By Morgan Sjogren, Sierra
There is so much great writing coming out about the Colorado River this year. Between big ongoing projects like the LA Times series on it and dozens of articles like this on individual species and issues, it feels like it's finally getting the attention it deserves. Here, Sjogren starts with one little fish and expands out to explore all the challenges of managing this unique ecosystem. I was most impressed with the handling of the controversy over poisoning non-native fish species with rotenone, against the wishes of the Pueblo of Zuni people. Great coverage doesn't tell you to be mad. It tells you the facts, presents the author's and sources' experiences, and lets you react for yourself. Sjogren does that masterfully here.

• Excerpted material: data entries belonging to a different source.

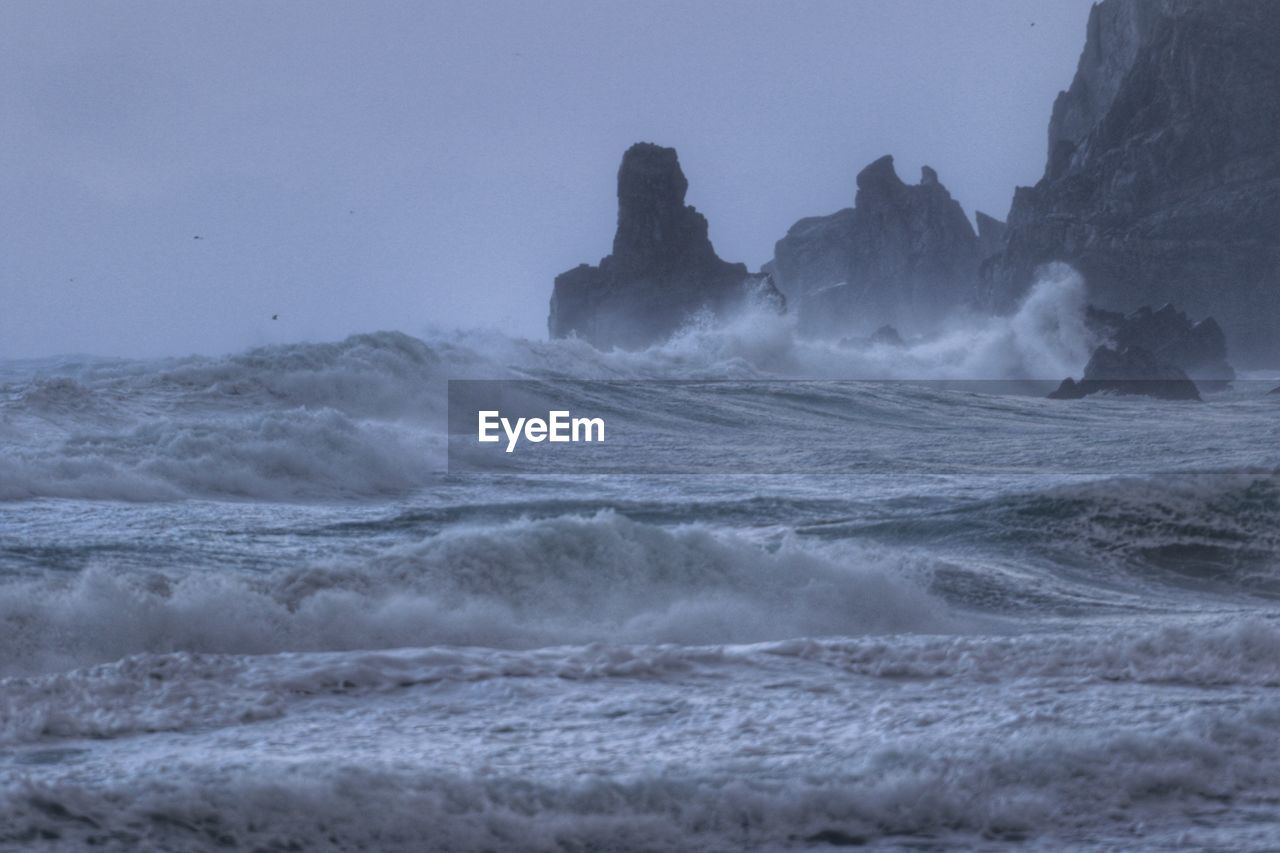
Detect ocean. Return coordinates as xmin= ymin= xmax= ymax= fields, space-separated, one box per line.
xmin=0 ymin=280 xmax=1280 ymax=850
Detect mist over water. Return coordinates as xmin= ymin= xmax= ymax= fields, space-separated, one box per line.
xmin=0 ymin=258 xmax=1280 ymax=850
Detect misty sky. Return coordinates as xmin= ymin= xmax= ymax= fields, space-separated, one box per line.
xmin=0 ymin=0 xmax=1089 ymax=357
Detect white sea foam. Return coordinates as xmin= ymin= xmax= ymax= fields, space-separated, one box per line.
xmin=0 ymin=512 xmax=960 ymax=672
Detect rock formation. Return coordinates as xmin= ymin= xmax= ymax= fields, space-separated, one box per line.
xmin=547 ymin=142 xmax=786 ymax=348
xmin=765 ymin=156 xmax=983 ymax=336
xmin=1087 ymin=305 xmax=1235 ymax=387
xmin=1050 ymin=346 xmax=1201 ymax=400
xmin=979 ymin=0 xmax=1280 ymax=364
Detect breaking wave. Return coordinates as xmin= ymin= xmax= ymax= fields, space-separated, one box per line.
xmin=0 ymin=512 xmax=960 ymax=672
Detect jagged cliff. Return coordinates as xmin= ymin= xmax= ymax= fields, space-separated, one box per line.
xmin=547 ymin=142 xmax=785 ymax=348
xmin=765 ymin=156 xmax=1004 ymax=334
xmin=979 ymin=0 xmax=1280 ymax=362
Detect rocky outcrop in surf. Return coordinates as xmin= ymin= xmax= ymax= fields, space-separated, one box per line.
xmin=980 ymin=0 xmax=1280 ymax=364
xmin=1087 ymin=304 xmax=1235 ymax=387
xmin=765 ymin=156 xmax=983 ymax=334
xmin=547 ymin=142 xmax=786 ymax=348
xmin=1050 ymin=346 xmax=1201 ymax=400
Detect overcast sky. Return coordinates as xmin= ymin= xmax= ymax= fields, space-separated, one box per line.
xmin=0 ymin=0 xmax=1089 ymax=357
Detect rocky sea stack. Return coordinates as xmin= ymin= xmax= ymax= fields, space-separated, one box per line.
xmin=1050 ymin=346 xmax=1201 ymax=400
xmin=765 ymin=156 xmax=1004 ymax=334
xmin=547 ymin=142 xmax=786 ymax=348
xmin=980 ymin=0 xmax=1280 ymax=364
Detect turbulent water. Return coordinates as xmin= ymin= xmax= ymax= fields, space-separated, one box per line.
xmin=0 ymin=280 xmax=1280 ymax=850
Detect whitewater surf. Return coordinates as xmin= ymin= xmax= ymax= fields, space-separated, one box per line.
xmin=0 ymin=275 xmax=1280 ymax=850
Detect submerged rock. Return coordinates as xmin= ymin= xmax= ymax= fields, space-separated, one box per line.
xmin=1050 ymin=346 xmax=1201 ymax=400
xmin=982 ymin=0 xmax=1280 ymax=364
xmin=547 ymin=142 xmax=786 ymax=348
xmin=868 ymin=325 xmax=906 ymax=347
xmin=765 ymin=156 xmax=977 ymax=336
xmin=1087 ymin=304 xmax=1235 ymax=388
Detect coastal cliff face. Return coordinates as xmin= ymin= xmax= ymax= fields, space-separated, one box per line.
xmin=765 ymin=156 xmax=988 ymax=334
xmin=979 ymin=0 xmax=1280 ymax=364
xmin=547 ymin=142 xmax=785 ymax=348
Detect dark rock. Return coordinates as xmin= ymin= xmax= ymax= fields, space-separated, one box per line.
xmin=973 ymin=210 xmax=1009 ymax=260
xmin=547 ymin=142 xmax=786 ymax=348
xmin=868 ymin=325 xmax=906 ymax=347
xmin=980 ymin=0 xmax=1280 ymax=364
xmin=1050 ymin=346 xmax=1201 ymax=400
xmin=1087 ymin=304 xmax=1235 ymax=388
xmin=765 ymin=156 xmax=977 ymax=334
xmin=840 ymin=325 xmax=906 ymax=348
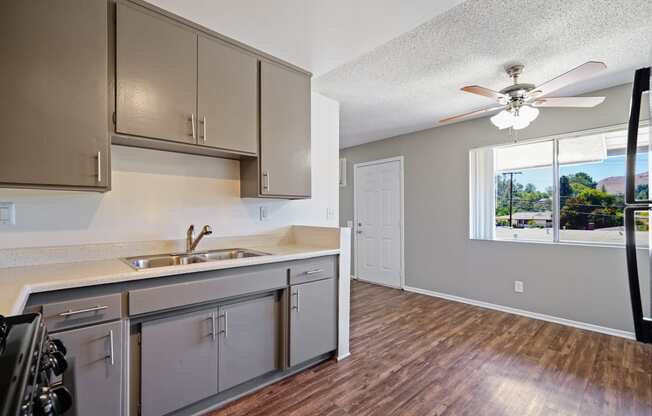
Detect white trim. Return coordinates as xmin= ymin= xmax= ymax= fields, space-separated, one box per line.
xmin=469 ymin=119 xmax=651 ymax=150
xmin=351 ymin=155 xmax=405 ymax=289
xmin=403 ymin=286 xmax=636 ymax=339
xmin=335 ymin=352 xmax=351 ymax=361
xmin=355 ymin=277 xmax=403 ymax=289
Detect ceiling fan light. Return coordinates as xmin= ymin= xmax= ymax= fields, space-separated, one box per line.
xmin=512 ymin=117 xmax=530 ymax=130
xmin=491 ymin=110 xmax=516 ymax=130
xmin=518 ymin=105 xmax=539 ymax=124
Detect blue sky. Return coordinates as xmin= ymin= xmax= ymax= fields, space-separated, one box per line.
xmin=514 ymin=153 xmax=648 ymax=191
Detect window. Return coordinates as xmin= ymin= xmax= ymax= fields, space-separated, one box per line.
xmin=470 ymin=127 xmax=649 ymax=245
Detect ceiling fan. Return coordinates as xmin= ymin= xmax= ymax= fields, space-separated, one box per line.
xmin=439 ymin=61 xmax=607 ymax=130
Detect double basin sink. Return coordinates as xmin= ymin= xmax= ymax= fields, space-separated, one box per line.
xmin=123 ymin=248 xmax=269 ymax=270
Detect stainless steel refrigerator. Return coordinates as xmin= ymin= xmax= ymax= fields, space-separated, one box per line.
xmin=625 ymin=67 xmax=652 ymax=343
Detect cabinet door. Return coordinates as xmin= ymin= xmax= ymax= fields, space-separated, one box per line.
xmin=140 ymin=309 xmax=218 ymax=416
xmin=116 ymin=2 xmax=197 ymax=143
xmin=52 ymin=321 xmax=122 ymax=416
xmin=0 ymin=0 xmax=109 ymax=188
xmin=290 ymin=279 xmax=337 ymax=366
xmin=219 ymin=295 xmax=280 ymax=391
xmin=260 ymin=61 xmax=310 ymax=197
xmin=197 ymin=36 xmax=258 ymax=154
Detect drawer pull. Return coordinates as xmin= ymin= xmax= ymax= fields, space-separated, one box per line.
xmin=208 ymin=312 xmax=217 ymax=341
xmin=104 ymin=330 xmax=115 ymax=365
xmin=291 ymin=288 xmax=301 ymax=312
xmin=217 ymin=312 xmax=229 ymax=338
xmin=58 ymin=305 xmax=109 ymax=318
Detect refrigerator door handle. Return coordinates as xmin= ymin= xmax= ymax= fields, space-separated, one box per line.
xmin=625 ymin=67 xmax=652 ymax=204
xmin=625 ymin=207 xmax=652 ymax=342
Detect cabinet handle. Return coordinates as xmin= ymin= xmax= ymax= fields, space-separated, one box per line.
xmin=104 ymin=330 xmax=115 ymax=365
xmin=218 ymin=312 xmax=229 ymax=338
xmin=97 ymin=152 xmax=102 ymax=183
xmin=292 ymin=288 xmax=300 ymax=312
xmin=208 ymin=313 xmax=217 ymax=341
xmin=201 ymin=116 xmax=206 ymax=143
xmin=58 ymin=305 xmax=108 ymax=318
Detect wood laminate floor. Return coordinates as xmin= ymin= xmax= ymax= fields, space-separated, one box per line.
xmin=211 ymin=281 xmax=652 ymax=416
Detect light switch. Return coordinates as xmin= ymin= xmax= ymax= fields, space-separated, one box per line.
xmin=0 ymin=202 xmax=16 ymax=225
xmin=260 ymin=205 xmax=269 ymax=221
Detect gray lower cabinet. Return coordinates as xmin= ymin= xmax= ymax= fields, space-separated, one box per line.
xmin=140 ymin=308 xmax=219 ymax=416
xmin=51 ymin=321 xmax=123 ymax=416
xmin=116 ymin=1 xmax=197 ymax=144
xmin=219 ymin=295 xmax=280 ymax=391
xmin=290 ymin=278 xmax=337 ymax=366
xmin=0 ymin=0 xmax=110 ymax=191
xmin=197 ymin=35 xmax=258 ymax=154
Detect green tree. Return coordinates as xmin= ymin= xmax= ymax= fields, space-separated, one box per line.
xmin=559 ymin=188 xmax=623 ymax=230
xmin=636 ymin=183 xmax=648 ymax=199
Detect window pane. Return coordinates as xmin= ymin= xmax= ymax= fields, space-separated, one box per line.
xmin=558 ymin=130 xmax=648 ymax=245
xmin=495 ymin=141 xmax=553 ymax=241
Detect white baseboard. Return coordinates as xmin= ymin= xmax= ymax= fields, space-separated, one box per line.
xmin=404 ymin=286 xmax=636 ymax=339
xmin=336 ymin=352 xmax=351 ymax=361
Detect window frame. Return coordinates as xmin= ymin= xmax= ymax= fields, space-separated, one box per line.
xmin=470 ymin=120 xmax=652 ymax=249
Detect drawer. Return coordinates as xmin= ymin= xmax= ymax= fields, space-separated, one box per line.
xmin=290 ymin=256 xmax=337 ymax=285
xmin=41 ymin=293 xmax=122 ymax=332
xmin=129 ymin=267 xmax=287 ymax=315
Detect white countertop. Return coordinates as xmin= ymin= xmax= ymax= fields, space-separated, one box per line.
xmin=0 ymin=244 xmax=340 ymax=315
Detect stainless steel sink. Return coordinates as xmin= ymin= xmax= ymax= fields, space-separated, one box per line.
xmin=196 ymin=248 xmax=268 ymax=261
xmin=123 ymin=248 xmax=268 ymax=270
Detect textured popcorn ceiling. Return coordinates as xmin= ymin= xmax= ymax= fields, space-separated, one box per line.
xmin=313 ymin=0 xmax=652 ymax=147
xmin=148 ymin=0 xmax=462 ymax=76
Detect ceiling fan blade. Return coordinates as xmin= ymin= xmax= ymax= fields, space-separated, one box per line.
xmin=461 ymin=85 xmax=507 ymax=103
xmin=529 ymin=61 xmax=607 ymax=97
xmin=532 ymin=97 xmax=605 ymax=108
xmin=439 ymin=106 xmax=505 ymax=123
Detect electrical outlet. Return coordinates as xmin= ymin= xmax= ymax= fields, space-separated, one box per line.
xmin=0 ymin=202 xmax=16 ymax=225
xmin=260 ymin=205 xmax=269 ymax=221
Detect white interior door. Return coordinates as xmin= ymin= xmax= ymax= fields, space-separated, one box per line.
xmin=354 ymin=159 xmax=403 ymax=287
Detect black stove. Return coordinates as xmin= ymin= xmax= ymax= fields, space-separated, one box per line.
xmin=0 ymin=314 xmax=72 ymax=416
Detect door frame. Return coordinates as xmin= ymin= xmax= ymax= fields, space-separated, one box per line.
xmin=352 ymin=155 xmax=405 ymax=289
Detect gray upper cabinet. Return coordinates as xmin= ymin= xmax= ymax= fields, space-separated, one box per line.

"Why the Search for Life in Space Starts With Ancient Earth"
By Ramin Skibba, Wired
Most of my science writing starts with a paper. I've tried the embargo treadmill, where writers try to beat each other to the same few well-publicized stories, and I'm mostly done with that, so instead I look for the papers that got missed in the rush. There are always plenty of those. But something I haven't done much of is report from conferences, and this is a great example of that. Reporting from the American Astrological Society annual meeting in Seattle, Skibba gets insights on the search for extraterrestrial life that are fresher than anything published. I've been at these meetings as a presenter, and I know that these presentations represent (sometimes literally) up to the minute updates on researchers' work. This is as live as science reporting gets, and Skibba does it really well.

"Carnivorous oyster mushrooms can kill roundworms with “nerve gas in a lollipop”"
By Jennifer Ouellette, Ars Technica
This is very directly my jam. I'm always looking for stories that take something familiar and make it fascinating, and as someone who is already obsessed with mushrooms, I had no idea they sometimes ate worms. Ouellette found a great science story and wrote it up as well as anyone could have, and hooked me from the first sentence. In general, Ars Technica was very good this month. I feel like their science reporting has stepped up a notch lately.

"Wanted (by Scientists): Dead Birds and Bats, Felled by Renewables"
By Emma Foehringer Merchant, Undark
“This is one of the least smelly carcasses.” Love that lede. What follows is a detailed and nuanced look at an issue that tends to get flattened by detractors of wind energy and too often politely ignored by its supporters. I've struggled with how to think and talk about the bird/bat strike issue, and this article gave me some of the vocabulary and fact base to do that. I'm not surprised that it got syndicated around to some of the biggest sites on the web, because of both the importance of the subject and the quality of the writing.